General policies favoring alternatives to prosecution extend the benefits of this discretion universally in those cases where the consequences of a conviction are counterproductive to the aims of justice. Such policies also recognize that scarce prosecutorial resources are generally better spent pursuing much more serious conduct. Ignoring marijuana possession to focus on violent crime should not be a controversial call.
But just because the legislature is attempting to solve a fictional problem does not mean very real ones do not exist. Prosecutorial discretion suffers from unaccountability and lack of transparency that could undermine its potential for good. It operates as a kind of black box that only prosecutors can see inside as facts go in, decisions come out, and explanations are rarely forthcoming. Policies are seldom public, and prosecutors do not usually disclose why they reached an outcome in any given case.
This immunity from scrutiny becomes protection against any challenge. After all, a bad outcome alone is standard fare in our justice system. Without any information on why it was reached, who is to say it was not the natural and normal result? But attempting to eliminate prosecutorial discretion does not address any of these issues. With more than 13 million misdemeanor charges alone filed every year in the country, and annual prosecutorial caseloads exceeding a thousand in some places, the evidence suggests that discretion is probably not used enough.

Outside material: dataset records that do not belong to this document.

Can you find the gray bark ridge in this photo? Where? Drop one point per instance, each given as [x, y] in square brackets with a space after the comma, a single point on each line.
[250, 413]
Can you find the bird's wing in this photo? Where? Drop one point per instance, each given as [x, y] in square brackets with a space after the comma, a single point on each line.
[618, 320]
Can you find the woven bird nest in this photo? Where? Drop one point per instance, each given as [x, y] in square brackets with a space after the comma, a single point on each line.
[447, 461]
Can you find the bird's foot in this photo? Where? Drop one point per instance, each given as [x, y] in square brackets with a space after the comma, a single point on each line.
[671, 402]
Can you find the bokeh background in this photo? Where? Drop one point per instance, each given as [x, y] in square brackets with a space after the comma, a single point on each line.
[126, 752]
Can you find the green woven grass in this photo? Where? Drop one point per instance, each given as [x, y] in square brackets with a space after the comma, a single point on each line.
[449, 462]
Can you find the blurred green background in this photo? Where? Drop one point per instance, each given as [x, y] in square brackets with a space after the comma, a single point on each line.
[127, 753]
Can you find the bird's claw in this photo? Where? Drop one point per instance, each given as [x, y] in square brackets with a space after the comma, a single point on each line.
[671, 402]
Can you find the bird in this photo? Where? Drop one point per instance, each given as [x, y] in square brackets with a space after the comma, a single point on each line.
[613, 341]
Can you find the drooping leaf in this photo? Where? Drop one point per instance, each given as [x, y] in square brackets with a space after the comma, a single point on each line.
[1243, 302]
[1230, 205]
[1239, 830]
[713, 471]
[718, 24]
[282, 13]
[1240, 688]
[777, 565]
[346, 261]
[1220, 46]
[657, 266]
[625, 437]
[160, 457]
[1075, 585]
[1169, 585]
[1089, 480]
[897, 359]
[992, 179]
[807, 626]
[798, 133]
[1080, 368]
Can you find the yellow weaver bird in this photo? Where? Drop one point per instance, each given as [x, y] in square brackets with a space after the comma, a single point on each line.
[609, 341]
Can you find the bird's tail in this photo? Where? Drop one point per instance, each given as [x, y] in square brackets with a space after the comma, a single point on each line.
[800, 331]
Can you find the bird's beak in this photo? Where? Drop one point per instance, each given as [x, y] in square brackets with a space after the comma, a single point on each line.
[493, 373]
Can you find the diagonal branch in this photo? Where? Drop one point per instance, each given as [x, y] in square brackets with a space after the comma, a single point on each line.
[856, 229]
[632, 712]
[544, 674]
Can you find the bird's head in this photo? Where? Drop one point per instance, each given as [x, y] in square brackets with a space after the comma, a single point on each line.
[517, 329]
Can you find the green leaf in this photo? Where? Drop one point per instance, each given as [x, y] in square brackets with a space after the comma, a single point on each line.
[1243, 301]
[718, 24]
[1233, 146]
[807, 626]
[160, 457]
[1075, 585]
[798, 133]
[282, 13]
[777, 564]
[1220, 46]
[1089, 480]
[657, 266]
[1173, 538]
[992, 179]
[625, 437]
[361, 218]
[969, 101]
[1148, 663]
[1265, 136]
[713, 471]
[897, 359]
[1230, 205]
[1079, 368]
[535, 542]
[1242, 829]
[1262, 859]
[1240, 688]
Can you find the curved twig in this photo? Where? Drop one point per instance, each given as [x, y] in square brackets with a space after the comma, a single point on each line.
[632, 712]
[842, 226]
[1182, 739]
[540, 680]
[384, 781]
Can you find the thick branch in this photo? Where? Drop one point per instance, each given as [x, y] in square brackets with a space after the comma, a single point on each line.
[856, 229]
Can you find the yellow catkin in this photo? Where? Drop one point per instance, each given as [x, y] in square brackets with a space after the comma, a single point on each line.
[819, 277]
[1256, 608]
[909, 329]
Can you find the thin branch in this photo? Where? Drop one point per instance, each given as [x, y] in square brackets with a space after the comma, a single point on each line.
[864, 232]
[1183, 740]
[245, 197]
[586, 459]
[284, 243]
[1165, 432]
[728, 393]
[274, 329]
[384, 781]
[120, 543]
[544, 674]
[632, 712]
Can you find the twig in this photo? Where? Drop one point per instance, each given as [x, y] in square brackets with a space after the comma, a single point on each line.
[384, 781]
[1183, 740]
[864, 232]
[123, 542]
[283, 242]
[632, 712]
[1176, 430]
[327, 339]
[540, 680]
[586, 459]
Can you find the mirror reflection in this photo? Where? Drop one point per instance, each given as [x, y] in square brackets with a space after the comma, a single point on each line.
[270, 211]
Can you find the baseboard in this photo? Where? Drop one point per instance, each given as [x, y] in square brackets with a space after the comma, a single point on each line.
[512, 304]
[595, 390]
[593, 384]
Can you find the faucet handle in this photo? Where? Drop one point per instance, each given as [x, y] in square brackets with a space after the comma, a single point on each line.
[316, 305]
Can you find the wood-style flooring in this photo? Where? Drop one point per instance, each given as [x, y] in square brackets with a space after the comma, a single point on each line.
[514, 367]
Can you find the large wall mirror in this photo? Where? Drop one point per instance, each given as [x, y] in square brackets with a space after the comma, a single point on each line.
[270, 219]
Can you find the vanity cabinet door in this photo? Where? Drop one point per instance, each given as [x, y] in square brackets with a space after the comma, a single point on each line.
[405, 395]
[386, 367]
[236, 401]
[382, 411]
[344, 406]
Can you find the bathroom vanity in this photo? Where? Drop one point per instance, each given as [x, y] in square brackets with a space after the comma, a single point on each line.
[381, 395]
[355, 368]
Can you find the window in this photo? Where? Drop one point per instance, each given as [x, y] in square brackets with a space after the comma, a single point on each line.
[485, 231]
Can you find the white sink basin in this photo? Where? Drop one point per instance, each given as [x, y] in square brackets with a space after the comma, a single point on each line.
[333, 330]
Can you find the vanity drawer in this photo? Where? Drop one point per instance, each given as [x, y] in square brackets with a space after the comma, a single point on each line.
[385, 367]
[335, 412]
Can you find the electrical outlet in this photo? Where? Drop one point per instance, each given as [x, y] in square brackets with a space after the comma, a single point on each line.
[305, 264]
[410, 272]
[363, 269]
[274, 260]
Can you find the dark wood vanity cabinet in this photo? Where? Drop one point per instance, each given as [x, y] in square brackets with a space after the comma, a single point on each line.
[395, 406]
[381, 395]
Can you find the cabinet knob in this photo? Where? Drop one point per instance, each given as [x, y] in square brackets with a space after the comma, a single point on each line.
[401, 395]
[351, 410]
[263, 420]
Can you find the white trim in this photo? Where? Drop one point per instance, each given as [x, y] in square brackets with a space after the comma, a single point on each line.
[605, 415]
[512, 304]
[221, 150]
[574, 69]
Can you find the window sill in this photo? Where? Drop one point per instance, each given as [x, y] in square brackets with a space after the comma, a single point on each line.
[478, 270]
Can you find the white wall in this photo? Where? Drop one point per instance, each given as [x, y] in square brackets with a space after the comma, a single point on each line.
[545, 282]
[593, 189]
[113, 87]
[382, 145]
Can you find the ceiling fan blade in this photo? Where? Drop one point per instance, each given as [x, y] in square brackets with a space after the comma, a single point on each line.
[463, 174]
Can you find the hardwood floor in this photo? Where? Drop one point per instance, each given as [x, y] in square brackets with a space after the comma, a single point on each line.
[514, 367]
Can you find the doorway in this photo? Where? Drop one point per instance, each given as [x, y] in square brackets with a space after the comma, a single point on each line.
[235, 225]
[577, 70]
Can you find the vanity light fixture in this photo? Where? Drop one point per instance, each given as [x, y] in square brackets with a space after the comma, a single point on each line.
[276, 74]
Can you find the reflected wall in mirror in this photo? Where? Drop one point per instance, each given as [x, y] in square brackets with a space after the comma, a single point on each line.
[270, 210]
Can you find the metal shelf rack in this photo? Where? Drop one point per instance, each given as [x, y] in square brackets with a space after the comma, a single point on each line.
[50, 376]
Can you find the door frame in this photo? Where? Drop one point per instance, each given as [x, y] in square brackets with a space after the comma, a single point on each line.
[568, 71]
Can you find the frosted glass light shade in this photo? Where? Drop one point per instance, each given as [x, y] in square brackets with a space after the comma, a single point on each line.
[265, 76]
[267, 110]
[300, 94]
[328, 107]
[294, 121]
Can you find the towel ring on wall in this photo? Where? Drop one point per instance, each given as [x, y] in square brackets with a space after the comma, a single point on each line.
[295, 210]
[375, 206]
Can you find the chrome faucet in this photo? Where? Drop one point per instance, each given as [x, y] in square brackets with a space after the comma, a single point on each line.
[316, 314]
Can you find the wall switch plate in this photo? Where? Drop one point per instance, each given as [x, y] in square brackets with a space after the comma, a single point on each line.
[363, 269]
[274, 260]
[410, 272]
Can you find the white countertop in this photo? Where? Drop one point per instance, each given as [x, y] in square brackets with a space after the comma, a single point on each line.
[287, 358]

Instead, legislators should work to verify that prosecutors exercise their discretion fairly. They can do this by pushing prosecutors to release relevant policies to the public, explain individual decisions, and collect and publish data on these decisions. Trying to remove discretion from prosecution is sheer folly. But as a necessary force behind many of the decisions that occur in criminal justice, it should be brought further into the light. Only then will the public be able to see that it is correcting imbalances and injustices rather than continuing them.